Source: IMAGO / Hindustan Times

Arundhati Roy

Berlinale organisers said it respects the decision made by Indian author Arundhati Roy to pull out of a scheduled appearance due to comments made by jury president Wim Wenders.

At the press conference on Wednesday, Wenders said in response to a question about the political side of the festival: “We have to stay out of politics. If we make movies that are dedicatedly political, we enter the field of politics. But we are the counterweight to politics.”

Roy was due to attend the festival to present 1989 short In Which Annie Give It Those Ones, which she wrote and is part of the Classics strand.

However, in a statement made to the press in India, Roy said she will now not attend, in response to what she described as “unconscionable statements made by members of the jury”, 

“To hear them say that art should not be political is jaw-dropping,” she continued. ”It is a way of shutting down a conversation about a crime against humanity even as it unfolds before us in real time – when artists, writers and filmmakers should be doing everything in their power to stop it.”

The Berlinale has responded, saying it ”respects this decision,” and added: ”We regret that we will not welcome her as her presence would have enriched the festival discourse.”

The Berlinale has navigated several political rows in recent years, including criticism of its reaction to the speech from No Other Land directors Basel Adra and Yuval Abraham at the 2024 awards ceremony, and the invitation and then disinvitation of five politicians from the right-wing German political party AfD.

Roy is the author of Booker prize winner The God Of Small Things and The Ministry Of Utmost Happiness. She is an outspoken critic of Israel.

Read Roy’s full statement below.

In Which Annie Gives It Those Ones, a whimsical film that I wrote 38 years ago, was selected to be screened under the Classics section at the Berlinale 2026. There was something sweet and wonderful about this for me.

Although I have been profoundly disturbed by the positions taken by the German government and various German cultural institutions on Palestine, I have always received political solidarity when I have spoken to German audiences about my views on the genocide in Gaza. This is what made it possible for me to think of attending the screening of Annie at the Berlinale.

This morning, like millions of people across the world, I heard the unconscionable statements made by members of the jury of the Berlin film festival when they were asked to comment about the genocide in Gaza. To hear them say that art should not be political is jaw-dropping. It is a way of shutting down a conversation about a crime against humanity even as it unfolds before us in real time – when artists, writers and filmmakers should be doing everything in their power to stop it.

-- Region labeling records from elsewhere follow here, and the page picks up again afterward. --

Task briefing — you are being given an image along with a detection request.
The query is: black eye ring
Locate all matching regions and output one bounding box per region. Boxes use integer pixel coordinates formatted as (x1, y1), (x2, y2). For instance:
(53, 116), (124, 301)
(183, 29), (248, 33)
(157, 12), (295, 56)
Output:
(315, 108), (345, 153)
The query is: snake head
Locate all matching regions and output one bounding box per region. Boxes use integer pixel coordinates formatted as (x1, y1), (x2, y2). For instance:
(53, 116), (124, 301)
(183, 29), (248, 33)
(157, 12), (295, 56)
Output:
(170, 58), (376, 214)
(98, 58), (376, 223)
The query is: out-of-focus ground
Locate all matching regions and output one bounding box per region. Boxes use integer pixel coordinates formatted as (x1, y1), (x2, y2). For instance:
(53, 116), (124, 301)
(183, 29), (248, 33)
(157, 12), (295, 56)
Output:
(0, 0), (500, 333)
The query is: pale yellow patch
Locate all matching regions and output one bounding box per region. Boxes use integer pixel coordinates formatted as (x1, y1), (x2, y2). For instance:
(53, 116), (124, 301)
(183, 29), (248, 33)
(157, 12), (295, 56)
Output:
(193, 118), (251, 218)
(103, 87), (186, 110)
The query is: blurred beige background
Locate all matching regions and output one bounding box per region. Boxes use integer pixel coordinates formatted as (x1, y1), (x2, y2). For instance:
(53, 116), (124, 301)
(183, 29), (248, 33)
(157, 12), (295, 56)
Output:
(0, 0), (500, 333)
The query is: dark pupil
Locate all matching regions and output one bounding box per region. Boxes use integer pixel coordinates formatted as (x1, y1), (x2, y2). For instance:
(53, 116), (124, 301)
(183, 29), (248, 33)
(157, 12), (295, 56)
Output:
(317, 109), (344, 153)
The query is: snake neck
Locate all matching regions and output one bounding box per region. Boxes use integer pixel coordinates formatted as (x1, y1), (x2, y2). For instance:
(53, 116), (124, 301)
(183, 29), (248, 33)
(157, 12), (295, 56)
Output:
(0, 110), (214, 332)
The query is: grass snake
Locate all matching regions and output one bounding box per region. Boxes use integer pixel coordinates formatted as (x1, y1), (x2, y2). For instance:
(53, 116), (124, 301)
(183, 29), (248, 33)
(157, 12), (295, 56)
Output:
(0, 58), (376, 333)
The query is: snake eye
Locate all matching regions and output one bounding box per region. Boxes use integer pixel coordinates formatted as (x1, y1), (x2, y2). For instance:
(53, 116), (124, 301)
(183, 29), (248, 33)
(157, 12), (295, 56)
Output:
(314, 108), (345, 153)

Let me say this clearly: what has happened in Gaza, what continues to happen, is a genocide of the Palestinian people by the State of Israel. It is supported and funded by the governments of the United States and Germany, as well as several other countries in Europe, which makes them complicit in the crime.

If the greatest filmmakers and artists of our time cannot stand up and say so, they should know that history will judge them. I am shocked and disgusted.

With deep regret, I must say that I will not be attending the Berlinale.